Très enthousiaste au moment des saluts, entre sauts de cabri et bras 
levés en l’air, Pene Pati a manifestement conquis le public par sa 
chaleur humaine communicative. Il reçoit les félicitations du chef 
Laurent Campellone, comme toujours impérial dans la fosse à force 
d’attention aux rythmes et aux couleurs.
A leurs côtés, le soulagement était tout aussi palpable pour Perrine 
Madoeuf, prisonnière du trac lors de ses premières réparties, en mal de 
justesse. Fort heureusement, le tempérament dramatique vibrant de la 
soprano lyonnaise (familière du rôle de Juliette, appris pour l’Opéra de
 Tallinn) lui permet de faire oublier ses difficultés dans les passages 
périlleux, où la ligne perd en stabilité dans le suraigu.

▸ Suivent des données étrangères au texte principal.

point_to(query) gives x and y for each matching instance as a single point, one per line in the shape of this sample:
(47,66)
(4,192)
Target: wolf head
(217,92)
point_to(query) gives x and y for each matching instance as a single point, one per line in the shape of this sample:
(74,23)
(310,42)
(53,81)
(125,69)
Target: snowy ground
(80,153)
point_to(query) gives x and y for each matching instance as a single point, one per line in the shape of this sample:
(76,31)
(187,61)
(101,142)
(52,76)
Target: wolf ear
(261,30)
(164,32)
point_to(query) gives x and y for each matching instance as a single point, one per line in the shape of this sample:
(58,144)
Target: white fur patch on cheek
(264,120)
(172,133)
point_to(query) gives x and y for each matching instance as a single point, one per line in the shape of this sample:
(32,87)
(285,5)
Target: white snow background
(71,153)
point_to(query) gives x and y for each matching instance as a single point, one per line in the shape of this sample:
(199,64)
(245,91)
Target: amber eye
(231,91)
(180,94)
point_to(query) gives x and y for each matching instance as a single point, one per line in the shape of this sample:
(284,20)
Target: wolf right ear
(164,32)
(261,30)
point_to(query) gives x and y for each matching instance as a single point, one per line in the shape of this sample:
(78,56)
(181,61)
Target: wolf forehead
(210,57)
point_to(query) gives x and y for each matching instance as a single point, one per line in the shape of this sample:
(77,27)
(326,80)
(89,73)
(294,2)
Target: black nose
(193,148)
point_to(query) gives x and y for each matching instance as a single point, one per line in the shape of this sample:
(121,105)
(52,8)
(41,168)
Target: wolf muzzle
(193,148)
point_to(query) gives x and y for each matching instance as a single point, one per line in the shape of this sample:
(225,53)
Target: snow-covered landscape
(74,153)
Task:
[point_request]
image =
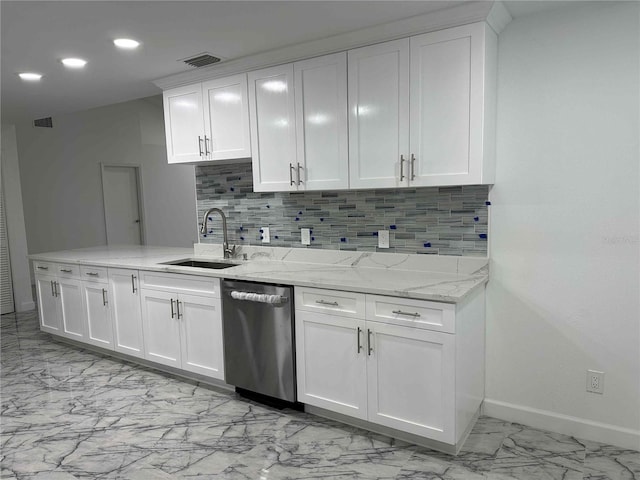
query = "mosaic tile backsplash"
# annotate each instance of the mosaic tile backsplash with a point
(434, 220)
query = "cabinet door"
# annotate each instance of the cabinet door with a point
(161, 327)
(126, 313)
(96, 305)
(273, 132)
(321, 122)
(72, 310)
(48, 304)
(226, 118)
(378, 114)
(447, 71)
(331, 363)
(411, 376)
(184, 124)
(201, 324)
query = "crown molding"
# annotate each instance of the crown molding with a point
(464, 14)
(499, 17)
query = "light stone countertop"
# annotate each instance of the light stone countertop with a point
(425, 277)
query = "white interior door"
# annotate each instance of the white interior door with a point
(121, 205)
(6, 282)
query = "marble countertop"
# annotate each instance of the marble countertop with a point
(425, 277)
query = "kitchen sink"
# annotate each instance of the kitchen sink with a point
(201, 264)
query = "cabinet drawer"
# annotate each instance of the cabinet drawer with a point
(44, 268)
(416, 313)
(180, 283)
(95, 274)
(346, 304)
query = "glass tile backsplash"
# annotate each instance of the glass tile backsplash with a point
(433, 220)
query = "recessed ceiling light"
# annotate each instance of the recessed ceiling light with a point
(30, 76)
(74, 62)
(126, 43)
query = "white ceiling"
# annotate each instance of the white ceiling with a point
(35, 35)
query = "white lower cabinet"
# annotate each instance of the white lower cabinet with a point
(60, 300)
(182, 329)
(48, 304)
(96, 304)
(331, 361)
(398, 373)
(411, 374)
(126, 313)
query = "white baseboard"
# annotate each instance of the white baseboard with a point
(564, 424)
(26, 306)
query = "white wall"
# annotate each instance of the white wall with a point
(61, 179)
(564, 290)
(17, 237)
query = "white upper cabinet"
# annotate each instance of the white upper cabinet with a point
(422, 110)
(299, 125)
(321, 122)
(184, 124)
(452, 112)
(378, 114)
(226, 118)
(208, 122)
(273, 129)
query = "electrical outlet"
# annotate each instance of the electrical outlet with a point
(305, 234)
(595, 381)
(383, 238)
(266, 235)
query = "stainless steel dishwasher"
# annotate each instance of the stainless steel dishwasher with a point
(258, 332)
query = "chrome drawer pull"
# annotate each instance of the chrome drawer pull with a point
(324, 302)
(408, 314)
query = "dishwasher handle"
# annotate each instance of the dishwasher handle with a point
(259, 297)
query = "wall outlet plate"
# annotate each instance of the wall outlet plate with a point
(305, 234)
(595, 381)
(383, 238)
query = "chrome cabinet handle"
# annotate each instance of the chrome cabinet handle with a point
(413, 167)
(324, 302)
(408, 314)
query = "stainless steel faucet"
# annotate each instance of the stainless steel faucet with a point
(228, 252)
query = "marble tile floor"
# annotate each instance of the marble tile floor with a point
(67, 413)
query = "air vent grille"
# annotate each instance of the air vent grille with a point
(43, 122)
(201, 60)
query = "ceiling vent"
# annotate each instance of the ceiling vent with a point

Tout le reste 
de la distribution, très homogène, donne beaucoup de plaisir vocal, au 
premier rang desquels le Stéphano rayonnant d’Adèle Charvet ou le Frère 
Laurent impressionnant de noblesse sereine de Patrick Bolleire. On aime 
aussi la diction millimétrée et l’intelligence des phrasés de Jérôme 
Boutillier (Le comte Capulet), même si le choix de chanter en première 
partie de spectacle avec le masque (à l’instar des solistes du chœur, 
Arnaud Richard et Julien Clément) interroge. On aurait préféré que ces 
chanteurs privilégient un chant en bord de scène (Covid oblige), lors de
 leurs interventions solistes, plutôt que de rester parmi les scènes de 
groupe vibrionnantes voulues par Eric Ruf.
On retrouve en effet le sociétaire de la Comédie-Française aux commandes
 de ce spectacle, adapté de sa mise en scène de la pièce éponyme de 
Shakespeare, montée dans la salle Richelieu en 2015. C’est là un choix 
autant « économique qu’écologique », comme Ruf le précise dans le
 programme, qui fonctionne très bien tout du long. Comme à son habitude,
 son travail reste d’un grand classicisme, porté par sa direction 
d’acteur attentive aux moindres inflexions du drame. On pourrait 
souhaiter davantage d’humour ici et là, et surtout davantage d’audaces à
 la Pelly, mais cela ne mérite certainement pas les quelques huées 
entendues à l’issue du spectacle. Notons encore les très beaux costumes 
de Christian Lacroix, tout particulièrement la tenue mortuaire de 
Juliette, conçue à partir des traditions siciliennes.
On retrouvera le couturier français en tant que metteur en scène de la très attendue production de La Vie parisienne, montée au Théâtre des Champs-Elysées à partir du 21 décembre prochain. En attendant, profitez des représentations de ce Roméo et Juliette admirablement interprété salle Favart, pour lequel il reste encore quelques places en billetterie.